朝食は、昨日もらった深紅色の木の実と、焼き芋だ。 あの木の実は、強烈な甘酸っぱさで、眠っていた身体をシャキッとさせてくれる。
まずは畑の巡回だ。 『大豆(仮)』の双葉は、昨日よりも力強く葉を広げている。 『大芋(仮)』の畝(うね)からも、次々と新しい芽が土を持ち上げ始めていた。 テラコッタ水路の水も問題なく流れている。順調だ。
「……さて」
畑が軌道に乗った今、次に手をつけるべきは、やはり「住居」だ。 あの岩棚は雨風はしのげるが、文明的な生活とはほど遠い。 何より、数ヶ月後に収穫するであろう大量の芋と豆を貯蔵する、「地下室(セラー)」が絶対に必要になる。

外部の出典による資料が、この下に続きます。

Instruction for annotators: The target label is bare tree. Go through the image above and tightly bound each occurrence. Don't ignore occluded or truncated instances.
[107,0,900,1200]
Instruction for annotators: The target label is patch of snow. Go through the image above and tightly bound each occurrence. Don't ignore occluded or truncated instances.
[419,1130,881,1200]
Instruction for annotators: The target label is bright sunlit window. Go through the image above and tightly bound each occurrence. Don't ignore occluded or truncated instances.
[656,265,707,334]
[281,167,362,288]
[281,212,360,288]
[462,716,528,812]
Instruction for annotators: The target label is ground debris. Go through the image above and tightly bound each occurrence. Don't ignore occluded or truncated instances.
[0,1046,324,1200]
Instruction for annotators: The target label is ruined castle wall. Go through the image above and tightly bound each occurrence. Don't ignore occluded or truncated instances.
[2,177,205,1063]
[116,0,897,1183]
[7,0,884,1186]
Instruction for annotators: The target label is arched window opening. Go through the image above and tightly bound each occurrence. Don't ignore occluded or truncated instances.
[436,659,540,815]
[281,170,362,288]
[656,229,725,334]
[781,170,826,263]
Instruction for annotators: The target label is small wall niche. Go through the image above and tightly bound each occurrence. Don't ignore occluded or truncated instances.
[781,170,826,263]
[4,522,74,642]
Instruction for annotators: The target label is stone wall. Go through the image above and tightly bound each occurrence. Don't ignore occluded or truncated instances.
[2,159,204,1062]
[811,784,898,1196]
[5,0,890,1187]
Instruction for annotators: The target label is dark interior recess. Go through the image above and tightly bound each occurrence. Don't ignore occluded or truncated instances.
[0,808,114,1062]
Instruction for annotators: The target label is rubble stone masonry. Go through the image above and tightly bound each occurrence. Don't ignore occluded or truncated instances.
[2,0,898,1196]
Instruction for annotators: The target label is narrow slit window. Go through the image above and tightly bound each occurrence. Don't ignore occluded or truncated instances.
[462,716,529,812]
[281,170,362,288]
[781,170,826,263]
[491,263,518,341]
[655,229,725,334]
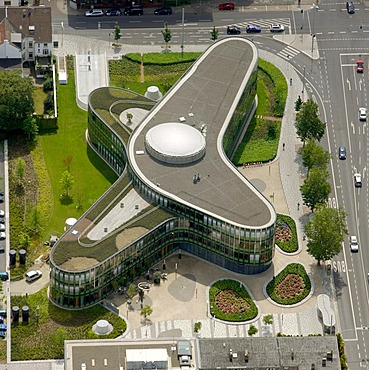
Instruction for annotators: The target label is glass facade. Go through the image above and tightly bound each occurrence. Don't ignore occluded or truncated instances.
[50,42,275,309]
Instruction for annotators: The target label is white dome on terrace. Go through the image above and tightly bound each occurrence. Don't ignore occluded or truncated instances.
[145,123,206,164]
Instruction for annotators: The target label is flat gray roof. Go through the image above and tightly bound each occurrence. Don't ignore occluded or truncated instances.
[129,38,275,228]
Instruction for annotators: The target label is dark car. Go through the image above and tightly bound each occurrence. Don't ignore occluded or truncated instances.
[356,59,364,73]
[105,8,122,17]
[154,6,173,15]
[246,24,261,33]
[346,1,355,14]
[218,3,234,10]
[338,146,347,159]
[227,26,241,35]
[124,6,143,15]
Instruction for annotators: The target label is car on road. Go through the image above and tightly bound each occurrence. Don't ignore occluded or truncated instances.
[356,59,364,73]
[105,8,122,17]
[218,3,234,10]
[246,24,261,33]
[359,108,366,121]
[26,270,42,283]
[227,26,241,35]
[270,24,284,32]
[354,173,363,188]
[85,9,104,17]
[350,235,359,252]
[154,6,173,15]
[346,1,355,14]
[338,146,347,159]
[124,6,143,15]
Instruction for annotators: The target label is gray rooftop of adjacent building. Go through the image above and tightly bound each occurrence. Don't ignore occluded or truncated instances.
[129,38,275,228]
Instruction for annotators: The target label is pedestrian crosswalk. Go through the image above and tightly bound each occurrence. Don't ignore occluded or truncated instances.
[277,46,300,60]
[224,18,291,33]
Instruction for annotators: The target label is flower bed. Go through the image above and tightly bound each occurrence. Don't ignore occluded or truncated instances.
[209,279,258,321]
[275,213,299,253]
[266,263,311,305]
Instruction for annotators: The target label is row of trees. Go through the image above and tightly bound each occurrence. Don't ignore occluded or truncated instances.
[295,100,348,264]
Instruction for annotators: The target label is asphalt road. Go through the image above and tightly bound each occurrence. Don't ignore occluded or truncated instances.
[49,0,369,369]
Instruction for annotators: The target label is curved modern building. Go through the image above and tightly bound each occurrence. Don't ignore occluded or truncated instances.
[50,38,276,309]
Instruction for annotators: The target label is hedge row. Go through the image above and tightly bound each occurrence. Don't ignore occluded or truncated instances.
[258,59,288,117]
[209,279,258,322]
[266,263,311,305]
[275,213,299,253]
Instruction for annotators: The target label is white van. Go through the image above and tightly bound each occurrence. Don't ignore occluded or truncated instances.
[26,270,42,283]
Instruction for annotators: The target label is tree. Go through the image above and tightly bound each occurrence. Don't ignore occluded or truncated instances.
[140,304,153,321]
[210,26,219,41]
[114,24,122,41]
[28,206,44,235]
[300,167,331,212]
[295,99,325,145]
[59,171,74,197]
[15,158,26,186]
[63,155,73,171]
[19,233,31,249]
[127,284,137,299]
[161,22,172,49]
[0,70,35,131]
[302,139,330,177]
[305,205,348,265]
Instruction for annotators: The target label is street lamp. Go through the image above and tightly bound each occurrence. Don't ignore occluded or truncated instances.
[310,3,319,57]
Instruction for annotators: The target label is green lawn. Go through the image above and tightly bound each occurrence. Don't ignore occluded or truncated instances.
[40,71,116,235]
[11,288,127,361]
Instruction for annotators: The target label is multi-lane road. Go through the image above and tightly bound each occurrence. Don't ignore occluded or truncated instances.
[53,0,369,369]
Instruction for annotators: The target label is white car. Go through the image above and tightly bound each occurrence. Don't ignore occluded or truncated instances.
[359,108,366,121]
[350,235,359,252]
[85,9,104,17]
[354,173,363,188]
[270,24,284,32]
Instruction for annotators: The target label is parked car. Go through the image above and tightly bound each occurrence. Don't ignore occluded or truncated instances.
[154,6,173,15]
[124,6,143,15]
[246,24,261,33]
[26,270,42,283]
[105,8,122,17]
[346,1,355,14]
[218,3,234,10]
[85,9,104,17]
[354,173,363,188]
[270,24,284,32]
[227,26,241,35]
[338,146,346,159]
[350,235,359,252]
[359,108,366,121]
[356,59,364,73]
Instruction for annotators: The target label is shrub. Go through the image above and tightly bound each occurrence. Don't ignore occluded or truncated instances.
[209,279,258,322]
[275,213,299,253]
[247,325,258,337]
[43,75,53,92]
[263,315,273,325]
[258,59,288,117]
[266,263,311,305]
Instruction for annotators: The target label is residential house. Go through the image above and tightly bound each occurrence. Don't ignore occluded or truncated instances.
[0,6,53,77]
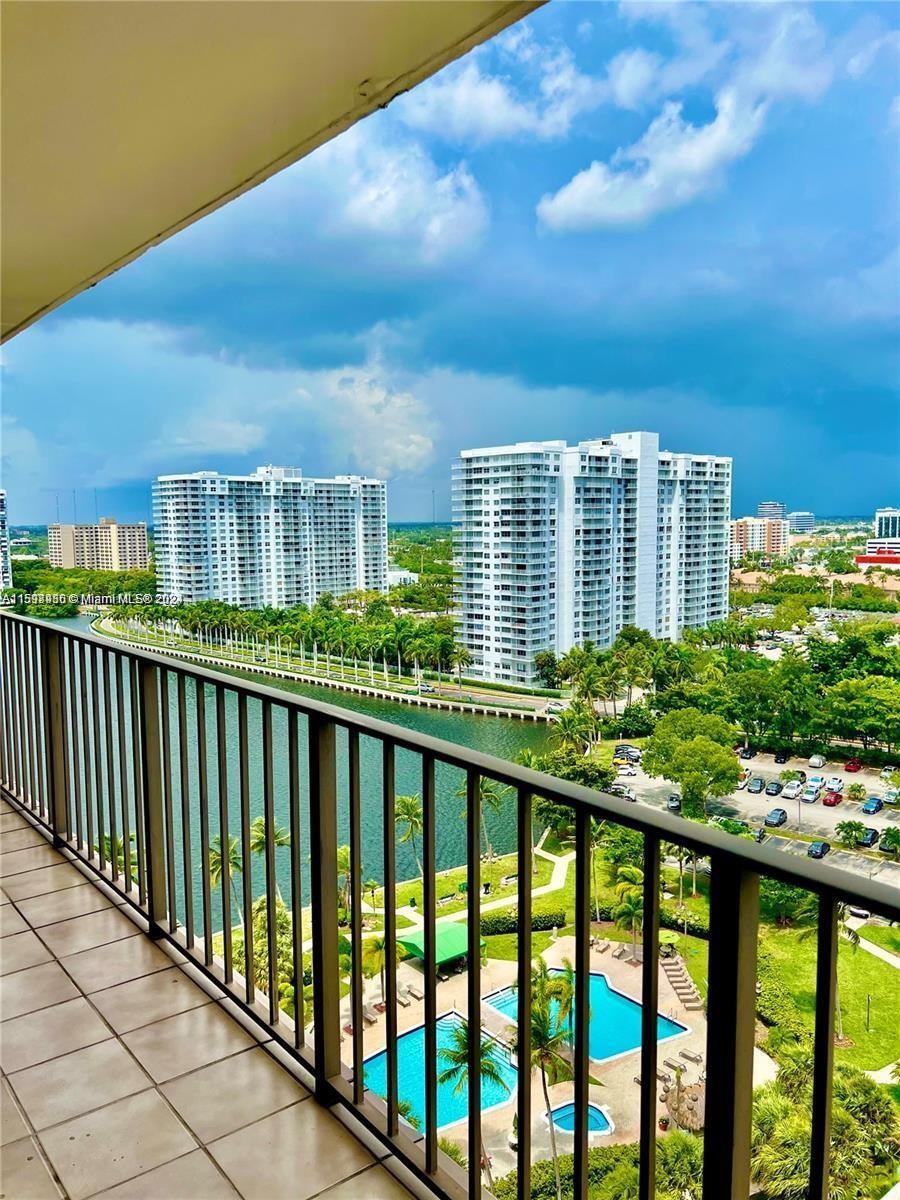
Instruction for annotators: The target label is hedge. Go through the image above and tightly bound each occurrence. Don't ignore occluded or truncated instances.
[481,908,565,937]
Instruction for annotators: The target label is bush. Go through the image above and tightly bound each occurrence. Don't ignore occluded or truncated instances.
[481,908,565,937]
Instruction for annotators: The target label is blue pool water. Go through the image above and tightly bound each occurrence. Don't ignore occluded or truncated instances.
[552,1104,610,1133]
[485,971,686,1062]
[365,1013,516,1129]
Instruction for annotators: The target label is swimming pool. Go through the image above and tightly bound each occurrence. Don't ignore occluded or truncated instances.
[364,1013,516,1129]
[551,1102,616,1138]
[485,971,688,1062]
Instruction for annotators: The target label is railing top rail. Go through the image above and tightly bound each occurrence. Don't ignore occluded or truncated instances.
[7,610,900,920]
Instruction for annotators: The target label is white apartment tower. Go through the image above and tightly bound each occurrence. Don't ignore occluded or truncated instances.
[452,433,731,683]
[154,467,388,608]
[0,488,12,592]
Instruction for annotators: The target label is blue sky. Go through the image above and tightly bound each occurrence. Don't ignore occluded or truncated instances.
[2,2,900,523]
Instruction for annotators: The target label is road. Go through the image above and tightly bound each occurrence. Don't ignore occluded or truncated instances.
[619,754,900,888]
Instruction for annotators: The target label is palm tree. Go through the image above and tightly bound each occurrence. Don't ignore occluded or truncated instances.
[797,895,859,1042]
[394,793,425,877]
[438,1018,509,1192]
[209,834,244,929]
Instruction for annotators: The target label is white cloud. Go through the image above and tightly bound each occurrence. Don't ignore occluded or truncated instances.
[538,91,766,232]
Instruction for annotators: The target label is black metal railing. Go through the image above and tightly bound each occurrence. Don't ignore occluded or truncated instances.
[0,613,900,1200]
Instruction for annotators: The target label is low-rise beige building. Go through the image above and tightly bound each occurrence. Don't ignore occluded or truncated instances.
[47,517,150,571]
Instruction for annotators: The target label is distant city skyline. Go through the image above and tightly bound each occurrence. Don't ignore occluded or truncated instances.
[0,2,900,523]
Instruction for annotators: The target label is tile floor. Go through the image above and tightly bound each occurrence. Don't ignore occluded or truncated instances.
[0,799,420,1200]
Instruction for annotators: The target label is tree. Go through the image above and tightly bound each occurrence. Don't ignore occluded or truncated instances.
[394,793,425,877]
[438,1018,509,1192]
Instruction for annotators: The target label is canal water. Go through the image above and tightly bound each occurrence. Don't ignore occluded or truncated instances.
[55,617,548,928]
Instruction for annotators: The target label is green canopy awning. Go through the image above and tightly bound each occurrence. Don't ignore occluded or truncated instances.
[397,920,487,966]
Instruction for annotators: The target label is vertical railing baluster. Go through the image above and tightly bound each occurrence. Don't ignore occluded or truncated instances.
[310,713,341,1104]
[115,653,133,892]
[382,742,400,1138]
[422,754,438,1175]
[194,679,213,967]
[176,671,194,949]
[808,892,838,1200]
[216,686,234,983]
[571,809,592,1200]
[288,712,304,1041]
[700,854,760,1200]
[263,700,278,1025]
[347,730,365,1104]
[516,787,534,1200]
[637,833,660,1200]
[137,661,166,937]
[466,769,481,1200]
[238,692,256,1004]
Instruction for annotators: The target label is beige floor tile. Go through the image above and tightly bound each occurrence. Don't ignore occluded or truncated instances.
[41,906,137,959]
[0,997,109,1075]
[4,863,88,900]
[17,884,113,929]
[0,904,29,937]
[161,1049,310,1142]
[41,1091,196,1200]
[0,1138,60,1200]
[0,826,47,854]
[64,934,172,995]
[10,1039,150,1129]
[0,839,65,878]
[0,929,53,976]
[0,1079,28,1146]
[0,962,78,1017]
[91,967,212,1033]
[122,1004,256,1084]
[320,1166,410,1200]
[88,1150,238,1200]
[208,1102,372,1200]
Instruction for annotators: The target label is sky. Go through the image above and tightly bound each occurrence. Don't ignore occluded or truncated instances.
[1,2,900,526]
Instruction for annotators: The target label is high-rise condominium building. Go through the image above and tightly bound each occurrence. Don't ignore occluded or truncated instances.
[47,517,150,571]
[452,433,731,683]
[0,490,12,590]
[874,509,900,538]
[787,512,816,533]
[756,500,787,521]
[154,467,388,608]
[731,517,791,562]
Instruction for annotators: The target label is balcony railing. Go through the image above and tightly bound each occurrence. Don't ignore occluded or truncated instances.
[0,613,900,1200]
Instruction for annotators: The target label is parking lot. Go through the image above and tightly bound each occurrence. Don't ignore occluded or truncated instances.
[619,754,900,887]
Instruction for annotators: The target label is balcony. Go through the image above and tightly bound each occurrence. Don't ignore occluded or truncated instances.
[0,613,900,1200]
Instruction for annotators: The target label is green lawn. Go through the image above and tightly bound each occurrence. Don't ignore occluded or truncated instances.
[762,926,900,1070]
[857,925,900,954]
[367,854,553,917]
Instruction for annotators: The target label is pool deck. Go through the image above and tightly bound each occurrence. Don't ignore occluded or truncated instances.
[343,936,724,1178]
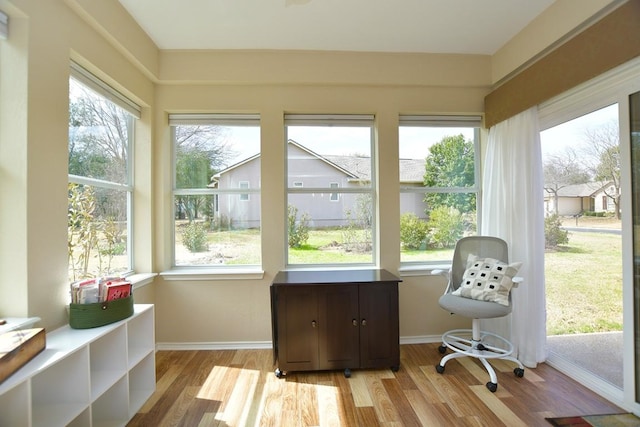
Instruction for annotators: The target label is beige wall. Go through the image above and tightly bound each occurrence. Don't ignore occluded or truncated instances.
[0,0,616,343]
[0,0,154,329]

俺は、「炎のノコギリ(熱線)」の感覚を思い出す。 あれがあれば、ログハウスも夢じゃない。
俺は岩棚の近くで、日当たりが良く、地盤が固そうな平地を選定した。 ここに、俺の家と貯蔵庫を建てる。 森に入り、手頃な太さの真っ直ぐな木を選んだ。
指先に意識を集中する。 イメージは、細く、鋭い「熱線」。 (ジュウウウゥッ!)
甲高い音と共に、俺の指先から放たれた熱線が、木の根元を焼き切っていく。 燃え上がらせるのではない。熱で「切断」するのだ。 切断面は瞬時に炭化し、まるでレーザーカッターで切ったかのように滑らかだ。
数分もしないうちに、大木がゆっくりと傾き、地響きを立てて倒れた。 「……すさまじい効率だ」
これなら、今日中に基礎に使う木材はすべて切り出せるかもしれない。 俺は次の木を選び、同じように熱線で切り倒していく。
その時だった。 作業に集中していた俺の視界の端で、何かが動いた。
「……!」
息を呑む。 森の奥、俺の拠点から50メートルほど離れた木陰。 昨日までの大樹(クスノキ)の場所ではない。俺のテリトリーの、すぐそばだ。
そこに、あの緑の髪の少女が立っていた。 木に半身を隠し、信じられないものを見るような目で、俺の「炎のノコギリ」の作業を、じっと見つめていた。 恐怖よりも、「好奇心」が勝っているように見えた。
俺は、ゆっくりと指先の熱線を消した。 炎は、この森に住む彼女にとって、最も恐ろしいものの一つのはずだ。 だが、俺の魔法は、燃え広がる「炎」ではなく、木を「切る」道具として機能している。 それが、彼女の理解を超えているのだろう。
俺は、少女を刺激しないよう、ゆっくりと彼女に背を向けた。 そして、切り倒した丸太を、今度は「枝払い」するために、再び熱線を発動させた。 (ジュウウゥッ!)
背中に、強烈な視線を感じる。 彼女は、逃げなかった。 どうやら、俺が「森を焼く」のではなく、「木を加工している」だけだと理解したらしい。
これが、種を手に入れるための交渉の、第一歩になるかもしれない。 俺は気づかないフリをして、ログハウスの建設作業を続けた。